Jokiranta T Sakari
Research Programs Unit, Immunobiology, University of Helsinki, Helsinki University Central Hospital, and United Medix Laboratories, Helsinki, Finland
Blood. 2017 May 25;129(21):2847-2856. doi: 10.1182/blood-2016-11-709865. Epub 2017 Apr 17.
Hemolytic uremic syndrome (HUS) is a thrombotic microangiopathy characterized by intravascular hemolysis, thrombocytopenia, and acute kidney failure. HUS is usually categorized as typical, caused by Shiga toxin-producing (STEC) infection, as atypical HUS (aHUS), usually caused by uncontrolled complement activation, or as secondary HUS with a coexisting disease. In recent years, a general understanding of the pathogenetic mechanisms driving HUS has increased. Typical HUS (ie, STEC-HUS) follows a gastrointestinal infection with STEC, whereas aHUS is associated primarily with mutations or autoantibodies leading to dysregulated complement activation. Among the 30% to 50% of patients with HUS who have no detectable complement defect, some have either impaired diacylglycerol kinase ε (DGKε) activity, cobalamin C deficiency, or plasminogen deficiency. Some have secondary HUS with a coexisting disease or trigger such as autoimmunity, transplantation, cancer, infection, certain cytotoxic drugs, or pregnancy. The common pathogenetic features in STEC-HUS, aHUS, and secondary HUS are simultaneous damage to endothelial cells, intravascular hemolysis, and activation of platelets leading to a procoagulative state, formation of microthrombi, and tissue damage. In this review, the differences and similarities in the pathogenesis of STEC-HUS, aHUS, and secondary HUS are discussed. Common for the pathogenesis seems to be the vicious cycle of complement activation, endothelial cell damage, platelet activation, and thrombosis. This process can be stopped by therapeutic complement inhibition in most patients with aHUS, but usually not those with a DGKε mutation, and some patients with STEC-HUS or secondary HUS. Therefore, understanding the pathogenesis of the different forms of HUS may prove helpful in clinical practice.

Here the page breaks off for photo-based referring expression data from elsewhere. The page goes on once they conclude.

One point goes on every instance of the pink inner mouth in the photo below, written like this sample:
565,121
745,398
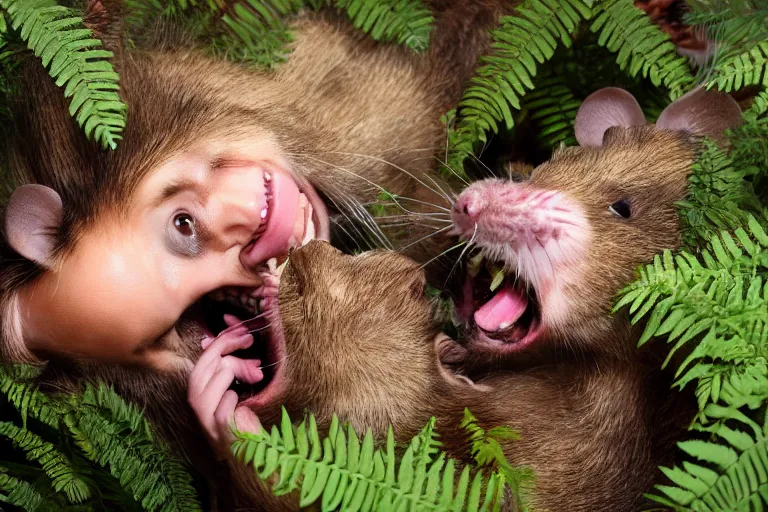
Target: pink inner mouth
286,219
503,310
507,320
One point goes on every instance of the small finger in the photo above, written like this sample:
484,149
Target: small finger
246,370
232,320
208,401
224,345
224,417
246,420
201,375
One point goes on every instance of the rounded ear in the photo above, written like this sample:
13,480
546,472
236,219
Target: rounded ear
105,19
604,109
32,219
701,112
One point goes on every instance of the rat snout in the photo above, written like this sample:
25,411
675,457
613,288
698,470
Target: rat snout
313,256
504,213
467,210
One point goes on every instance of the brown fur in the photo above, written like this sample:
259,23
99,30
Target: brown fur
649,166
347,112
593,433
340,108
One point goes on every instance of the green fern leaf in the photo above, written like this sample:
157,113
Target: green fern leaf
520,44
57,35
640,45
407,22
59,469
553,105
351,478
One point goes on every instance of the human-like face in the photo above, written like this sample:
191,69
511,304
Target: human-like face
209,218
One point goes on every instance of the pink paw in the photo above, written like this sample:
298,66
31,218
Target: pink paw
208,392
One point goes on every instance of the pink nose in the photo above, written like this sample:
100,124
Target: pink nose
467,210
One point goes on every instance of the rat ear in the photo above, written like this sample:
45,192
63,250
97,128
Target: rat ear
451,354
32,218
604,109
701,112
104,18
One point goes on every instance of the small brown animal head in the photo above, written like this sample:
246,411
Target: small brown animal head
574,233
94,240
359,340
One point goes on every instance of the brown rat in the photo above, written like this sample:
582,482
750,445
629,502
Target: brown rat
571,236
355,336
219,170
175,213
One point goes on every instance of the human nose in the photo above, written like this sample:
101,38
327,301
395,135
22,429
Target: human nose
242,200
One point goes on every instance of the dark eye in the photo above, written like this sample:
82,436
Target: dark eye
182,235
184,224
621,208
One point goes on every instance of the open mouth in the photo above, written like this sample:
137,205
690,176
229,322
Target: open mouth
503,309
290,218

溶血性尿毒症综合征(HUS)是一种血栓性微血管病,其特征为血管内溶血、血小板减少和急性肾衰竭。HUS通常分为典型型,由产志贺毒素大肠杆菌(STEC)感染引起;非典型HUS(aHUS),通常由补体激活失控所致;或继发性HUS,伴有共存疾病。近年来,对导致HUS的发病机制有了更全面的认识。典型HUS(即STEC-HUS)继发于STEC引起的胃肠道感染,而aHUS主要与导致补体激活失调的突变或自身抗体有关。在30%至50%未检测到补体缺陷的HUS患者中,一些患者存在二酰基甘油激酶ε(DGKε)活性受损、钴胺素C缺乏或纤溶酶原缺乏。一些患者患有继发性HUS,伴有共存疾病或触发因素,如自身免疫、移植、癌症、感染、某些细胞毒性药物或妊娠。STEC-HUS、aHUS和继发性HUS的共同发病特征是内皮细胞同时受损、血管内溶血以及血小板激活,导致促凝状态、微血栓形成和组织损伤。在本综述中,将讨论STEC-HUS、aHUS和继发性HUS发病机制的差异和相似之处。发病机制的共同点似乎是补体激活、内皮细胞损伤、血小板激活和血栓形成的恶性循环。在大多数aHUS患者中,这一过程可通过治疗性补体抑制来阻断,但DGKε突变患者以及一些STEC-HUS或继发性HUS患者通常无法阻断。因此,了解不同形式HUS的发病机制在临床实践中可能会有所帮助。